Journalist James Conaway, who charted Napa’s messy, meteoric rise in his best selling books Napa: The Story of an American Eden, and The Far Side of Eden: New Money, Old Land, and the Battle for Napa Valley, recently released Nose, his first fictional take on the wine region. We sit down with the writer to discuss fruit bombing, blogging and the Gatsby-esque qualities of not-a-few nouveau winery owners.
Wine Enthusiast: Why fiction instead of nonfiction this time?
James Conaway: I wanted to write more imaginatively about a subject I’m familiar with but to have some fun. For once I didn’t want to be bound by the strictures of journalism and almighty fact, and to explore the vaunted high-end wine trade.

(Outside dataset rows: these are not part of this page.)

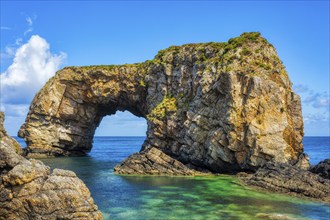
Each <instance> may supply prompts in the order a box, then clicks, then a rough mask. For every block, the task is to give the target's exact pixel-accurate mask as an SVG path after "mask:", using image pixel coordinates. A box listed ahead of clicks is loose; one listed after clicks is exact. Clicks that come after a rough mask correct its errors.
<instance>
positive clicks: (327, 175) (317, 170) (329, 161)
mask: <svg viewBox="0 0 330 220" xmlns="http://www.w3.org/2000/svg"><path fill="white" fill-rule="evenodd" d="M309 171H311V172H312V173H316V174H318V175H320V176H322V177H323V178H326V179H330V159H325V160H323V161H321V162H320V163H318V164H317V165H315V166H313V167H311V169H310V170H309Z"/></svg>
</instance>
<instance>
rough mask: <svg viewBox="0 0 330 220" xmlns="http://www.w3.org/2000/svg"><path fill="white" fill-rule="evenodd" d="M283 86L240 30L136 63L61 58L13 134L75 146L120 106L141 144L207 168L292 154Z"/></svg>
mask: <svg viewBox="0 0 330 220" xmlns="http://www.w3.org/2000/svg"><path fill="white" fill-rule="evenodd" d="M291 87H292V84H291V82H290V80H289V77H288V75H287V72H286V70H285V67H284V65H283V64H282V62H281V60H280V59H279V58H278V55H277V53H276V50H275V48H274V47H273V46H272V45H271V44H269V43H268V42H267V40H265V39H264V38H262V37H261V36H260V34H259V33H244V34H242V35H241V36H239V37H236V38H233V39H230V40H229V41H228V42H224V43H215V42H211V43H200V44H186V45H182V46H172V47H170V48H168V49H165V50H162V51H159V53H158V54H157V55H156V56H155V58H154V59H153V60H150V61H146V62H143V63H136V64H127V65H118V66H113V65H112V66H111V65H109V66H85V67H66V68H64V69H62V70H60V71H58V72H57V73H56V75H55V76H54V77H53V78H52V79H50V80H49V81H48V82H47V83H46V85H45V86H44V87H43V88H42V89H41V90H40V91H39V92H38V93H37V94H36V96H35V98H34V100H33V102H32V103H31V106H30V110H29V113H28V116H27V118H26V121H25V124H24V125H23V126H22V127H21V129H20V131H19V135H20V136H21V137H24V139H25V141H26V143H27V145H28V148H27V153H28V156H29V157H45V156H50V157H52V156H63V155H66V156H69V155H82V154H86V153H87V152H89V151H90V150H91V148H92V141H93V136H94V133H95V129H96V128H97V127H98V125H99V123H100V122H101V120H102V118H103V117H104V116H107V115H113V114H115V113H116V111H124V110H127V111H130V112H131V113H133V114H134V115H136V116H137V117H143V118H145V119H146V120H147V122H148V130H147V139H146V141H145V142H144V144H143V147H142V149H141V151H142V152H143V150H145V149H148V148H157V149H158V150H160V151H162V152H164V153H166V154H167V155H169V156H171V157H172V158H173V159H175V160H177V161H180V162H181V163H183V164H191V165H193V166H195V167H199V168H206V169H208V170H210V171H212V172H215V173H222V172H235V171H240V170H257V169H258V168H259V167H260V166H262V165H263V164H265V163H266V162H268V161H274V162H278V163H290V164H296V163H297V161H298V160H299V158H300V155H301V154H302V153H303V147H302V137H303V121H302V116H301V104H300V98H299V96H298V95H296V94H295V93H294V92H293V90H292V88H291ZM142 152H141V154H143V153H142ZM136 158H137V159H141V160H142V159H143V158H145V157H144V156H143V155H141V157H136ZM146 161H147V160H146ZM127 162H129V160H127ZM151 170H157V169H151ZM164 172H165V171H164Z"/></svg>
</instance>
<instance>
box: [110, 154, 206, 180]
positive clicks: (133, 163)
mask: <svg viewBox="0 0 330 220" xmlns="http://www.w3.org/2000/svg"><path fill="white" fill-rule="evenodd" d="M115 172H116V173H118V174H143V175H182V176H186V175H201V174H202V173H199V172H197V171H195V170H192V169H190V168H189V167H187V166H185V165H184V164H182V163H181V162H180V161H177V160H175V159H173V158H171V157H170V156H168V155H166V154H165V153H163V152H162V151H160V150H158V149H157V148H149V149H147V150H144V151H142V152H140V153H135V154H133V155H131V156H129V157H128V158H127V159H126V160H124V161H123V162H122V163H121V164H120V165H118V166H116V167H115Z"/></svg>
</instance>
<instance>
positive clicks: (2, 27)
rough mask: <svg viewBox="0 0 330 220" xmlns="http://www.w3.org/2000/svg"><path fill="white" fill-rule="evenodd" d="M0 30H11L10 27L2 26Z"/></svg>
mask: <svg viewBox="0 0 330 220" xmlns="http://www.w3.org/2000/svg"><path fill="white" fill-rule="evenodd" d="M0 29H1V30H11V28H10V27H4V26H2V27H0Z"/></svg>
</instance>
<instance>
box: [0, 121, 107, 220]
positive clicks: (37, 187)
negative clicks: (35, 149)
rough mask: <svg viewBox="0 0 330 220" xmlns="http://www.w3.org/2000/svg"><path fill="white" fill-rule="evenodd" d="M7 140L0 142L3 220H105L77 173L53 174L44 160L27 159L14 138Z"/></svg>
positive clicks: (2, 138)
mask: <svg viewBox="0 0 330 220" xmlns="http://www.w3.org/2000/svg"><path fill="white" fill-rule="evenodd" d="M0 128H3V124H2V123H1V125H0ZM5 137H6V138H1V143H0V219H3V220H10V219H12V220H14V219H44V220H49V219H50V220H51V219H102V215H101V213H100V212H99V211H98V210H97V206H96V205H95V204H94V201H93V199H92V198H91V197H90V192H89V190H88V188H87V187H86V186H85V184H84V183H83V182H82V181H81V180H80V179H79V178H78V177H77V176H76V174H75V173H73V172H72V171H68V170H61V169H54V170H53V172H51V171H50V168H49V167H48V166H45V165H44V164H43V163H42V162H41V161H38V160H33V159H31V160H27V159H25V158H23V157H22V156H20V155H18V154H17V153H16V152H15V147H13V146H12V145H11V144H12V141H13V139H12V138H11V137H9V136H5ZM8 139H12V140H11V141H7V140H8Z"/></svg>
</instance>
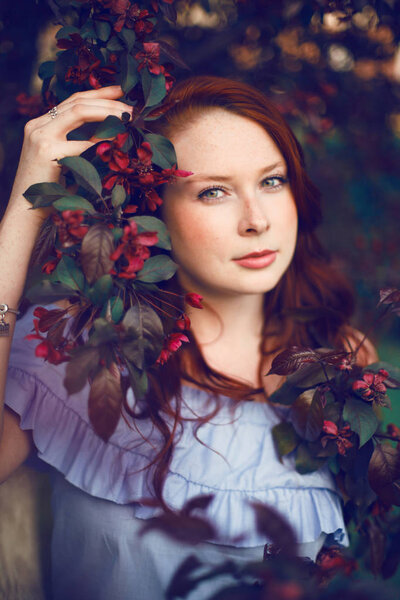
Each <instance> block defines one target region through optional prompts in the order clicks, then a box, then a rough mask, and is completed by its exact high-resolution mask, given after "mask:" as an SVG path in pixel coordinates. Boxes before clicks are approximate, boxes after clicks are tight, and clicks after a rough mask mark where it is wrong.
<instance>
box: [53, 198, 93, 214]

Specifically the hidden life of a critic with the world’s most celebrated nose.
WE: Why is California wine such a fascinating topic to you?
JC: I’ve always thought of wine as a keyhole through which to view society. California still epitomizes the American success story, with many of those in it wanting just to make great wine, but as many wanting to transform fortunes acquired in less glamorous ways into an approximation of art. I sometimes think of Napa and Sonoma as gigantic hot tubs full of latter-day Jay Gatsbys, trying to get 100 points on someone’s scale and soak up the adulation.
WE: What does Napa represent to you as time marches on?
JC: Napa is the apotheosis of the American family farm, with a product of little value in the 1950s that became one of the most valuable legal ones anywhere. Farmers have since been replaced by industrialists, entrepreneurs, showbiz personalities and inheritors who hire the real work out to immigrants.
WE: What’s your favorite way to spend a day there?
JC: I like hiking up behind the old Bale Mill and on the Palisade trail from Mount St. Helena down to Calistoga. I love the art collection at the Hess winery and the di Rosa art preserve, and walking the streets of St. Helena and the increasingly vibrant city of Napa that has begun to attract young people from all over the country, a kind of mini-Portland.
WE: What wines are you liking?
JC: I prefer reds, particularly Cabernet Sauvignon blends and those of the Rhône Valley, that have balance and slightly tighter structure, particularly those with lower alcohol and less fruit-in-the-face. I used to have a more extensive cellar but nowadays that’s less necessary, with wine being made more readily accessible and at reasonable prices. I still write about high-end wine on my blog, but for the most part I’m a mid range guy.
WE: Is Napa’s future bright?
JC: Quality will continue to rise while alcohol and fruit bombing will decline, which is good. There are still many more small, quality producers than large ones, but we have an odd bifurcation: so-called boutiques, and big corporations. The latter will continue to grow in size, and in my view are a great danger in such a small, vulnerable place.